Final defense bill boosts Sikorsky helicopters and and EB subs, but trims F-35s

U.S. Marine Corps

The Sikorsky CH-53K.

Washington – Congress has finished work on a final defense authorization bill that boosts military spending and provides more dollars for Connecticut defense contractors.

The defense bill increases military spending to $716 billion for 2019, raising the number of Sikorsky made helicopters the Pentagon can buy next year and boosting submarine construction at Electric Boat.

It also limits the purchase of F-35 fighter jets to 77 in the next fiscal year, the number requested by the White House but fewer than congressional appropriators hoped to have authorized, and holds back the transfer of jet fighters to Turkey.

The final National Defense Authorization Act, or NDAA, is a compromise between the House and Senate. It was released Tuesday.

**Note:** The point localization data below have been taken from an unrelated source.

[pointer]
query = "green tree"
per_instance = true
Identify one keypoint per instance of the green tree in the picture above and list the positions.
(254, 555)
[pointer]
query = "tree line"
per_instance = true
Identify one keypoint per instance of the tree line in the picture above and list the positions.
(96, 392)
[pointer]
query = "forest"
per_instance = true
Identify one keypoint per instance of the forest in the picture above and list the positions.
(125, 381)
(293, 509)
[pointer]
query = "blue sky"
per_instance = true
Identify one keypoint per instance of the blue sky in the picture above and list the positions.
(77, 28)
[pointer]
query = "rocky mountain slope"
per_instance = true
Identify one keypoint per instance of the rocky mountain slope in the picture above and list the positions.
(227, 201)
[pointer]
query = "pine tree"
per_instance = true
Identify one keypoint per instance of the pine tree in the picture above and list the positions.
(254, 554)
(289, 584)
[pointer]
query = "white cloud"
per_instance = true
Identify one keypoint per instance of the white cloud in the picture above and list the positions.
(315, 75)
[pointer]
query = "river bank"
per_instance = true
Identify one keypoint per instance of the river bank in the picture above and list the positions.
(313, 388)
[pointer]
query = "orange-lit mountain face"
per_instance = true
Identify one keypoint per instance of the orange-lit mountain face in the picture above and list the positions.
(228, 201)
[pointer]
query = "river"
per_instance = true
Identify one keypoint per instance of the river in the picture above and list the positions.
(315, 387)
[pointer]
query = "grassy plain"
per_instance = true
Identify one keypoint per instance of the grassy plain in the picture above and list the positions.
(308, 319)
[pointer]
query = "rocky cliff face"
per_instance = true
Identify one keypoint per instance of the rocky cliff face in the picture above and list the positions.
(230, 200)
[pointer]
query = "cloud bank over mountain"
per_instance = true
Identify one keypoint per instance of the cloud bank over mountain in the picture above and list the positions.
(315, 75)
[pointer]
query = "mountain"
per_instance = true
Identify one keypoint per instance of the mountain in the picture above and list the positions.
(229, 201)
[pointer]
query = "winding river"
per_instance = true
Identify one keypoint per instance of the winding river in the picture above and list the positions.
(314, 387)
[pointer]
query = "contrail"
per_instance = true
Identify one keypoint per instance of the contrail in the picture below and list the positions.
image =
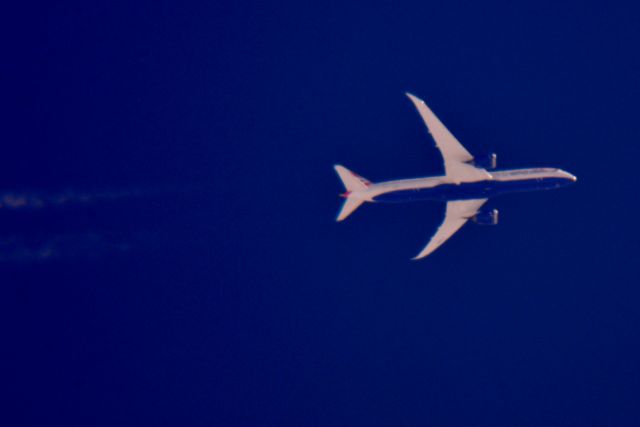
(36, 200)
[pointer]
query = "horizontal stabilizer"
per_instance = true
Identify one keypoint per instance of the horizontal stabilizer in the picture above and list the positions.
(350, 205)
(351, 180)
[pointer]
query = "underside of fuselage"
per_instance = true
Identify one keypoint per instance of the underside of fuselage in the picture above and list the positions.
(470, 190)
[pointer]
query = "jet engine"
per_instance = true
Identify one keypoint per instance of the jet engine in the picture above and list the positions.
(486, 217)
(489, 161)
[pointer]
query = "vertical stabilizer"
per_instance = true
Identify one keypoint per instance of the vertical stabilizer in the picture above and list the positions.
(352, 183)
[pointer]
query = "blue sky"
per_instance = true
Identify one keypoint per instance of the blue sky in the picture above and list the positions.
(238, 299)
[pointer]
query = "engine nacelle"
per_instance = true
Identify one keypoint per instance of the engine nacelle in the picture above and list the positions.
(489, 161)
(486, 217)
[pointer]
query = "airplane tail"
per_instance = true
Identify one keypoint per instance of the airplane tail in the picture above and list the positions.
(352, 182)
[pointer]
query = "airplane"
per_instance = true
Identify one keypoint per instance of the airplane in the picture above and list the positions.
(466, 185)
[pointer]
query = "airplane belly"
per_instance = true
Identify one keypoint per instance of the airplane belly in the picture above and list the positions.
(468, 191)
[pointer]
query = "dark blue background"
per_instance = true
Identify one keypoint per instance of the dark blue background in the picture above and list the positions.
(244, 303)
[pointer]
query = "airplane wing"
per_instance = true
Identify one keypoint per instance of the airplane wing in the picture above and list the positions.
(456, 157)
(458, 212)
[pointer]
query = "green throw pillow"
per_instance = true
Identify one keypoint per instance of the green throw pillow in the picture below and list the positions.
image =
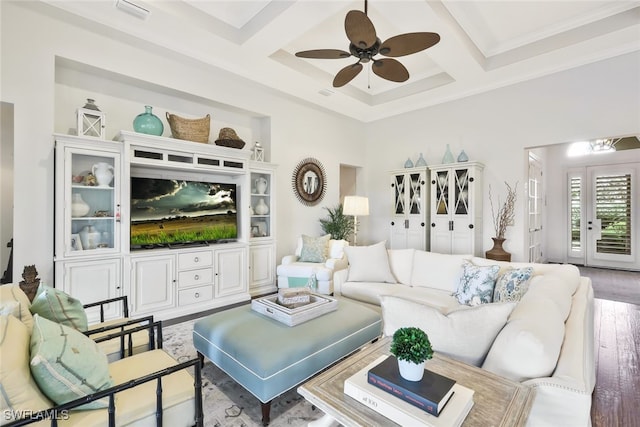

The legislation, which is expected to be voted on in the U.S. House this week and the Senate next week, would also require the Pentagon to submit a report to lawmakers on the “overall strategic relationship with Turkey.”

The report would be due within 90 days of approval of the NDAA, during which the Lockheed Martin-made jets — whose engines are manufactured by Pratt & Whitney, — would be withheld from Turkey, which wants to purchase 100 Joint Strike Fighters.

Secretary of Defense James Mattis had asked lawmakers not to block the F-35 sale, warning that it could start a “supply chain disruption” that could push the price of the aircraft higher.

The NDAA also fences off 25 percent of funding for the next block of F-35s the Pentagon will buy until it provides a detailed cost estimate of that next group of jet fighters. It also requires the Defense Department to provide quarterly updates to Congress on the status and direction of the F-35 program.

The NDAA still needs companion legislation that actually appropriates the funding and there are some concerns lawmakers won’t approve a final defense appropriations bill in time to fund the 2019 fiscal year by Oct. 1.

Congressional appropriators recently quashed an attempt to secure $1 billion to fund two additional Virginia-class submarines, which would have increased the rate of construction from two to three submarines a year in 2022 and 2023.

The NDAA revived the effort to boost the number of those submarines by requiring the Pentagon to price out the option of purchasing 12 submarines, instead of the 10 requested by the White House, in the next block of subs. That issue is now under negotiation by Electric Boat and the Defense Department.

“This at least gives the country and the Pentagon the option of pricing out the additional subs,” said Rep. Joe Courtney, D-2nd District, a member of the House Armed Services Committee and one of the negotiators of the final bill.

Courtney said it’s likely the Pentagon will discover “that there are savings and efficiencies” in purchasing 12 instead of 10 Virginia-class submarines.

He also said “there is theoretically still time” for the next Congress to approve additional funding to build three subs a year in 2022 and 2023.

The bill also authorizes $3.2 billion to continue work on the new Columbia-class submarines, about $237 million more than the White House requested, and an additional $250 million in advanced procurement money to strengthen the submarine industrial base.

It also authorizes spending on eight CH-53K “heavy lift” King Stallion helicopters, 72 Black Hawk helicopters, and six new Marine One presidential helicopters, all made by Sikorsky.

In addition, the legislation prohibits the U.S. government from using technology from Chinese telecommunications companies ZTE Corp or Huawei Technologies Co. Ltd. because of national security concerns, but rejected measures that would have reinstated sanctions on ZTE, abandoning an attempt to punish the company for illegally shipping U.S. products to Iran and North Korea.

The bill also bars the Pentagon from reducing U.S. troops in South Korea below 22,000 and extends a limitation on U.S.-Russian military cooperation.

The bill contains a strong congressional commitment to the North Atlantic Treaty Organization (NATO), and said “it is U.S. policy to pursue, in full coordination with allies, an integrated approach to strengthening the defense of allies and partners in Europe as part of a broader, long-term strategy backed by all elements of national power to deter and, if necessary, defeat Russian aggression.”